# Bugs in FreeBSD



## el_programmer (Apr 6, 2017)

Developers of a static analyzer decided to recheck the FreeBSD project and to show that even in such serious and qualitative projects PVS-Studio easily finds errors. This was the topic of their blog post - https://www.viva64.com/en/b/0496/. Although this project is regularly checked by Coverity, it had a considerable number of potential vulnerabilities (CWE).






As the author states, he spent just 2-3 hours looking for the potential vulnerabilities, but it took him about 3 weeks to put it all in an article. The reason for the delay was that PVS-Studio issued a great number of general-analysis warnings, which had to be handled by doing certain settings of the analyzer. The vast majority of false positives appears because of various macros and they can be easily eliminated by using a variety of mechanisms, provided by PVS-Studio. Further on, the author gives examples of the tool customization with examples.

Besides the standard Copy-Paste errors and typos there were also 56 potential vulnerabilities detected. Of course, only a few of the found CWE errors can turn into CVE (more details about the difference between CWE and CVE can be found here https://www.viva64.com/en/b/0486/ ). However, the more bugs that fall under the classification of CWE are found by static analysis, the better.

There is no doubt that the use of the static analyzer will be much higher if it is used regularly, not occasionally. A one-time check, like the one the author described in the article, can be a good way of showing the abilities of the analyzer, but it won’t be of real use to the project. The whole point of static analysis is that a lot of errors can be corrected at an early phase of the development. Additionally, it is much easier to keep the analyzer report “clean” and not to look for errors among hundreds of false positives. Here we have a complete analogy with the compiler warnings.

P.S. This is the second analysis of FreeBSD using PVS-Studio. The report of 2016 can be viewed by the link - https://www.viva64.com/en/b/0377/ .


----------



## DutchDaemon (Apr 6, 2017)

*Disclaimer/disclosure: the author of this post has a stake in PVS-Studio.*


----------



## SirDice (Apr 6, 2017)

el_programmer said:


> The report of 2016 can be viewed by the link - https://www.viva64.com/en/b/0377/ .


https://reviews.freebsd.org/D5245


----------



## ShelLuser (Apr 6, 2017)

Pretty lame post in my opinion, and I'm not just saying because I happen to prefer FreeBSD but because it has "spam" and incompleteness written all over it. And in my personal opinion it's also plastered with a serious dose of lameness.

For starters: the article doesn't even differentiate between _local_ exploits and _remote_ exploits, and that is a seriously important difference where security is concerned.
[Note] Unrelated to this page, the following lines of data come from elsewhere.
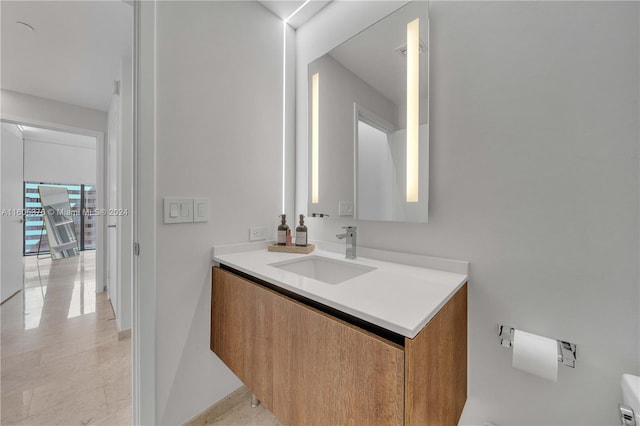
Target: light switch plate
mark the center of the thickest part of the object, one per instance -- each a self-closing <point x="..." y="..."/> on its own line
<point x="200" y="209"/>
<point x="178" y="210"/>
<point x="345" y="208"/>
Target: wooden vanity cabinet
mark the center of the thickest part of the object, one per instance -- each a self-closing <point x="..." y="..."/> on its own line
<point x="309" y="367"/>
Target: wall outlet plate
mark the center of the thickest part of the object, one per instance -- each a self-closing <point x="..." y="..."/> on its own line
<point x="178" y="210"/>
<point x="257" y="233"/>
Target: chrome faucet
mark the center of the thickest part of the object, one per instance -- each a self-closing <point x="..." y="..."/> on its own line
<point x="350" y="235"/>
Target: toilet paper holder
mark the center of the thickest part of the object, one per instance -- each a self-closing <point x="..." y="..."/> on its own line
<point x="566" y="350"/>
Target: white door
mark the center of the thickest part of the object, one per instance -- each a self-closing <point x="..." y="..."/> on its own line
<point x="112" y="205"/>
<point x="12" y="202"/>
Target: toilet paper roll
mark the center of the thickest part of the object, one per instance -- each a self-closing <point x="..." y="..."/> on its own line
<point x="536" y="355"/>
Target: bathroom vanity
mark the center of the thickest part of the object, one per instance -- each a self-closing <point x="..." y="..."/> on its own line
<point x="319" y="353"/>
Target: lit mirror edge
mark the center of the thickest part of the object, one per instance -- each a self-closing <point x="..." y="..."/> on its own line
<point x="288" y="120"/>
<point x="422" y="192"/>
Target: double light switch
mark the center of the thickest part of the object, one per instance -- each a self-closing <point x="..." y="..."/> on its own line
<point x="186" y="210"/>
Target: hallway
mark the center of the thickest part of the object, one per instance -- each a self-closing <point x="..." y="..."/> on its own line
<point x="62" y="362"/>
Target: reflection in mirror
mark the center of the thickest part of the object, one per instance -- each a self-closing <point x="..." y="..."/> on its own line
<point x="58" y="221"/>
<point x="369" y="121"/>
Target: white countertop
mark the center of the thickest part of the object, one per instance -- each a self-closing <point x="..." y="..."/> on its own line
<point x="398" y="297"/>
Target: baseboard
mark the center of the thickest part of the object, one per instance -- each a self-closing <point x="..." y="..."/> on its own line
<point x="216" y="410"/>
<point x="124" y="334"/>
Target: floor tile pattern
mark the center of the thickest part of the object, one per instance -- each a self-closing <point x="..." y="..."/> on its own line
<point x="61" y="360"/>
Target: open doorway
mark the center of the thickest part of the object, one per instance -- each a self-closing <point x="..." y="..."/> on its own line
<point x="67" y="67"/>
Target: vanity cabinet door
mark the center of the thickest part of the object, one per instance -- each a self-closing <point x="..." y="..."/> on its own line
<point x="327" y="372"/>
<point x="241" y="331"/>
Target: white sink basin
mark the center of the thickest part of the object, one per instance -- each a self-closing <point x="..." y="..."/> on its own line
<point x="329" y="271"/>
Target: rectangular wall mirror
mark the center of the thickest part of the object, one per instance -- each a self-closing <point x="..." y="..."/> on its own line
<point x="58" y="221"/>
<point x="369" y="122"/>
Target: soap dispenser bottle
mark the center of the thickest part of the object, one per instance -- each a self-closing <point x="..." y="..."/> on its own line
<point x="282" y="231"/>
<point x="301" y="233"/>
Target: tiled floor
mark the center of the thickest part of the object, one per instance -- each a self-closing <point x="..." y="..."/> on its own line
<point x="243" y="414"/>
<point x="61" y="360"/>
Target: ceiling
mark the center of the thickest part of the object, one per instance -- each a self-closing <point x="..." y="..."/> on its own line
<point x="284" y="8"/>
<point x="73" y="55"/>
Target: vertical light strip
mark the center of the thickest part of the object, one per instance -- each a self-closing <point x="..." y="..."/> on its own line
<point x="284" y="114"/>
<point x="413" y="113"/>
<point x="315" y="120"/>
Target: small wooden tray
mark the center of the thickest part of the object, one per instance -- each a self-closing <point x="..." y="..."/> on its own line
<point x="292" y="249"/>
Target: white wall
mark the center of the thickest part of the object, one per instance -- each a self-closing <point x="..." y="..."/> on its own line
<point x="125" y="193"/>
<point x="54" y="162"/>
<point x="219" y="135"/>
<point x="45" y="112"/>
<point x="535" y="181"/>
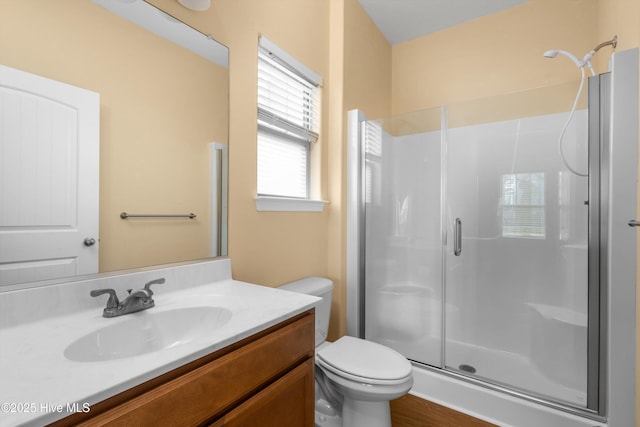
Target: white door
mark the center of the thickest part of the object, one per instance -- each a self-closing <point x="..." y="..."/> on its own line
<point x="49" y="171"/>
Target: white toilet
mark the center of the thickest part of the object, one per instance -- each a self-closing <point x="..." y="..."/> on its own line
<point x="355" y="378"/>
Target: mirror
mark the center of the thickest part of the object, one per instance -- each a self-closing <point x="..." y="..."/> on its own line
<point x="163" y="100"/>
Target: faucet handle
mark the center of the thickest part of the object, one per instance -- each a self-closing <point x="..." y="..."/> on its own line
<point x="113" y="298"/>
<point x="147" y="286"/>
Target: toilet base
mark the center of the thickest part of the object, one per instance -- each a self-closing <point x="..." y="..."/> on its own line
<point x="358" y="413"/>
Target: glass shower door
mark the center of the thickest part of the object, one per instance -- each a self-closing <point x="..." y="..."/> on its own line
<point x="403" y="234"/>
<point x="516" y="252"/>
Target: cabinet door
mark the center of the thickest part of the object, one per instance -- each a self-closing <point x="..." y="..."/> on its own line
<point x="287" y="402"/>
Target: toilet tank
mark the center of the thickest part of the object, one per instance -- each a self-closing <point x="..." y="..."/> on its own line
<point x="319" y="287"/>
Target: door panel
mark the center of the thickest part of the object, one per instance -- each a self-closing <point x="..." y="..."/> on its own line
<point x="49" y="168"/>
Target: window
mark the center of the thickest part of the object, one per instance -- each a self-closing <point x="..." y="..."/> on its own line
<point x="288" y="122"/>
<point x="523" y="210"/>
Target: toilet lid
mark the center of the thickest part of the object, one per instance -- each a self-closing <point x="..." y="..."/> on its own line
<point x="365" y="359"/>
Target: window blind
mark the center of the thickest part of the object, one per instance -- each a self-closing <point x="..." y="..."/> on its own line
<point x="523" y="207"/>
<point x="288" y="122"/>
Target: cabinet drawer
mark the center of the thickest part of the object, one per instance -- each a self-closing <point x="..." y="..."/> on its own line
<point x="287" y="402"/>
<point x="209" y="391"/>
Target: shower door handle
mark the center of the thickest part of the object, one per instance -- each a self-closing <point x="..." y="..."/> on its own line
<point x="457" y="237"/>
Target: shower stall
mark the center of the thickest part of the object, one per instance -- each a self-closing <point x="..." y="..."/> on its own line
<point x="480" y="242"/>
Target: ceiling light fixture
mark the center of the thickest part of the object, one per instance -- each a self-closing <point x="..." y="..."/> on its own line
<point x="197" y="5"/>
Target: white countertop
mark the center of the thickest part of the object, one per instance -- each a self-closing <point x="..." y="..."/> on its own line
<point x="38" y="385"/>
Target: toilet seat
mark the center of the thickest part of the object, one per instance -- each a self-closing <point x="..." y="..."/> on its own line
<point x="364" y="361"/>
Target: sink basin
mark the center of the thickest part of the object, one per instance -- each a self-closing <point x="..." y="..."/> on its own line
<point x="146" y="332"/>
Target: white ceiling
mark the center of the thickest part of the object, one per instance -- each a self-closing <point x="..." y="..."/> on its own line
<point x="402" y="20"/>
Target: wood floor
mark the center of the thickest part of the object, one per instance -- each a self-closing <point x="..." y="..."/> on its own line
<point x="410" y="411"/>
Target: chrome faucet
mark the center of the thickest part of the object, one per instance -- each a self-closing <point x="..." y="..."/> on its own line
<point x="137" y="301"/>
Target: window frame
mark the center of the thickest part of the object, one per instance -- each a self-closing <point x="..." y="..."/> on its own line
<point x="275" y="60"/>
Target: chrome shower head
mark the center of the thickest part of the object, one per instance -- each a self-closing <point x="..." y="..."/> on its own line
<point x="554" y="53"/>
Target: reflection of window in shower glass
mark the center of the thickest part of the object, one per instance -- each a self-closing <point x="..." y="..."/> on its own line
<point x="373" y="152"/>
<point x="523" y="210"/>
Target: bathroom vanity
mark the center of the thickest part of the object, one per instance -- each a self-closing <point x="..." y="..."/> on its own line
<point x="213" y="351"/>
<point x="265" y="380"/>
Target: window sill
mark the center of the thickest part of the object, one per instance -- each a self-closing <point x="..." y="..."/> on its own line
<point x="283" y="204"/>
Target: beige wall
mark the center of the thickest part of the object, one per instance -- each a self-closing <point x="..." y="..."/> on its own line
<point x="493" y="55"/>
<point x="155" y="122"/>
<point x="269" y="248"/>
<point x="337" y="40"/>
Second: It doesn't bother to mention which version of FreeBSD was used. Considering the amount of users who apparently think that STABLE and CURRENT are legit FreeBSD releases I wouldn't even be surprised if the author ran this on a developer snapshot and is now surprised to find bugs in it. Yeah, I wonder how that happened 

Third: It doesn't bother to tell us exactly where it found the code snippets. It just quotes code snippets leaving us to wonder where it's from. I can't be bothered to spend too much time on things which I deem lame, but at this point I wouldn't be surprised if I couldn't find those snippets anywhere myself (but that's just an assumption of mine).

Fourth (adding up to three): Most security suites, products _and companies_ try to make the world a safer place. Leaving out crucial information (see point 3) doesn't help, and that makes it obvious what's really on the agenda here.

Fifth: Ever bothered to read up on the FreeBSD ports collection? Instead of sharing all this stuff which I personally perceive to be lame nonsense you could also have opted to get this software added to the ports collection. That would have made a much better push than something like this.

As always, just my 2 cents. But at this time I wouldn't even go near this software anymore.

(Update / Edit)

What do you know, I was right. So I read through that blog post of his and found a link to (I quote): "_report about the check of FreeBSD project in 2016_", found here. And that page has a very interesting quote:



> The source code was taken from GitHub branch - 'master'.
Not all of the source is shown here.